I saw this meme about Satan, and it made me ask a question. What horrible acts did Satan do in the Bible?

I know about the horrors God is said to have committed — plagues and smitings and genocide and wars of conquest and murdering all but 8 people on Earth — but all this Satan character seems to do is tempt people away from worshipping the psychopathic deity. I’m not sufficiently informed about the Bible to know all the details, so…are there stories about Satan afflicting people with boils? Siccing bears on children? Asking people to murder their neighbors? There’s a notable lack of specific crimes attributed to the so-called bad guy. It’s a book claimed to be written/inspired by God — do we need to introduce Christians to the concept of the unreliable narrator?

Comments

  1. Matt G says

    “Give me the storm and tempest of thought and action, rather than the dead calm of ignorance and faith! Banish me from Eden when you will; but first let me eat of the fruit of the tree of knowledge!” -Robert G. Ingersoll

  2. KG says

    are there stories about Satan afflicting people with boils?

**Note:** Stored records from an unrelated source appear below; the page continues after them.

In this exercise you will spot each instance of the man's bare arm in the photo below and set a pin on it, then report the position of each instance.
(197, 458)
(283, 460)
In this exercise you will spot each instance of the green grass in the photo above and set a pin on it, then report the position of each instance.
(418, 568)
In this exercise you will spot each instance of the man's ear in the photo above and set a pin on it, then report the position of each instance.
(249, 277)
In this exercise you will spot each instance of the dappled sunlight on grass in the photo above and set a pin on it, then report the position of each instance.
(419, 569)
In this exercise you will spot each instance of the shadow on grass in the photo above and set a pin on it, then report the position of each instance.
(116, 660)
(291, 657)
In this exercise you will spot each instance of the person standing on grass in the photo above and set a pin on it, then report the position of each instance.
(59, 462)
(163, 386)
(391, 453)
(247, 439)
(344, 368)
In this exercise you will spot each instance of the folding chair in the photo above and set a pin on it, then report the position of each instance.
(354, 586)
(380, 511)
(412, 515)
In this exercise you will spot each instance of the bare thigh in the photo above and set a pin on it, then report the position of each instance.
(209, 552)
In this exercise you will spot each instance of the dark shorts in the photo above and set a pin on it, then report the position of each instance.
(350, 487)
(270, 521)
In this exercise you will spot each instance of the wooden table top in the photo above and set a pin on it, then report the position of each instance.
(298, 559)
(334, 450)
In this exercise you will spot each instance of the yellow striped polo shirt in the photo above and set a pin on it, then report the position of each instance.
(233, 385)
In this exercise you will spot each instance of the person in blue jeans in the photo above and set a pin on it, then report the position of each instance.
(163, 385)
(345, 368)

    Yes – Book of Job. He also kills Job’s family and deprives him of his possessions. But all this is done as part of a wager with God – Satan says Job only fawns on God because God has given him a family, wealth, health, etc. God gives him the OK to do all these unpleasant things to Job, which Satan does, but Job refuses to “foolishly” blame God for his misfortunes, even though God is, in fact, responsible for them. In the end, God makes him rich and healthy again, and he acquires a new family. So that’s all right then: neither Job, nor God, nor the unknown author, gives a shit about the dead wife and children once he has replacements.

  3. mamba says

    In a back and forth with a church group one time, I challenged them to find me an example in the Bible where Satan DID something evil, malicious, or even lied. The catch is that it had to show him doing/saying it…no hearsay allowed. So for example if Paul declares that Satan is not to be trusted, show me an example of that. If it says he’s evil, I need an actual example.

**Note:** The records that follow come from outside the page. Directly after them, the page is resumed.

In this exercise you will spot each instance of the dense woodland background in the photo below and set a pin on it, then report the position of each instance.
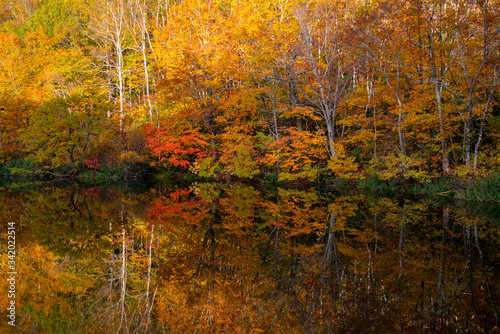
(400, 89)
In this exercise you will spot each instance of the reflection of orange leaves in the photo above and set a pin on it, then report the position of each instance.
(178, 206)
(178, 150)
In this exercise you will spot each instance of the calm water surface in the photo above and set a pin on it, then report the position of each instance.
(213, 258)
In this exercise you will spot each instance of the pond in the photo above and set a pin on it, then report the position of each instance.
(232, 258)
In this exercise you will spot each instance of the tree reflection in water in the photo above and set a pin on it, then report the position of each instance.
(215, 258)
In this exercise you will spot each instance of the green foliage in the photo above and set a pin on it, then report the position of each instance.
(63, 131)
(17, 167)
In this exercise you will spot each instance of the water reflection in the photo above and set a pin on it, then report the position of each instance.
(214, 258)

    NONE of them could do it, and they study the Bible.

    They assured me I was still wrong of course, but at no point could they show me Satan being evil at all. I found that very refreshing frankly, and this meme seems to agree with me.

  4. raven says

    Most of what xians believe about satan isn’t even found in the bible anyway.
    Quite a lot of it was made up by John Milton in his story about satan.

    A few.
    Satan isn’t the magic snake in the garden of Eden.
    That snake was punished by losing its legs and then it found a girl snake and they had a family together.

    Satan doesn’t rule in hell. Satan isn’t even in hell right now.
    He was in Pergamum Turkey but his throne from there was moved to Berlin, Germany.

  5. says

    The classic one people are going to point to is the snake in the Garden of Eden, but that character is never identified as Satan. It is only ever referred to as “the serpent”. That’s all I got.
    I was raised Catholic so there really wasn’t a lot of talk about Satan or the devil. Catholics just don’t believe that sort of thing these days. That’s more for the Evangelicals Baptists, and other such idiots who prefer their religion a bit more SENSATIONAL!.

  6. hemidactylus says

    Birth of Satan by Wray and Mobley is a good book that dissects the Satan story arc.

    Going from memory: much of our perception stems from extrabiblical sources such as Dante and John Milton and more recent movies. He’s not originally the snake in Eden, Tanakh is patchy. The Adversary starts getting scapegoated for God’s bad qualities (weal retained where woe gets offloaded).

    New Testament is where he comes into his own. Christian worldview biased by NT and especially Revelation. On latter point see Pagels’ Origin of Satan.

  7. microraptor says

    What time period was that, @Ray Ceeya?

    Because I went to a Catholic elementary school when I was a kid in the 80s and the idea of Satan was definitely something they believed in then.

  8. raven says

    https://listverse.com/2014/11/04/10-things-everyone-gets-wrong-about-satan

    .1. Satan Doesn’t Live In Hell . . . He Lives In Turkey

    One of the most universally accepted facts about Satan—that he rules over all the demons in Hell—is also one of the most incorrect. According to the Bible, Satan doesn’t rule in Hell and doesn’t live there, either. He lives on Earth, walking among us and tempting us to commit sins and turn to his side.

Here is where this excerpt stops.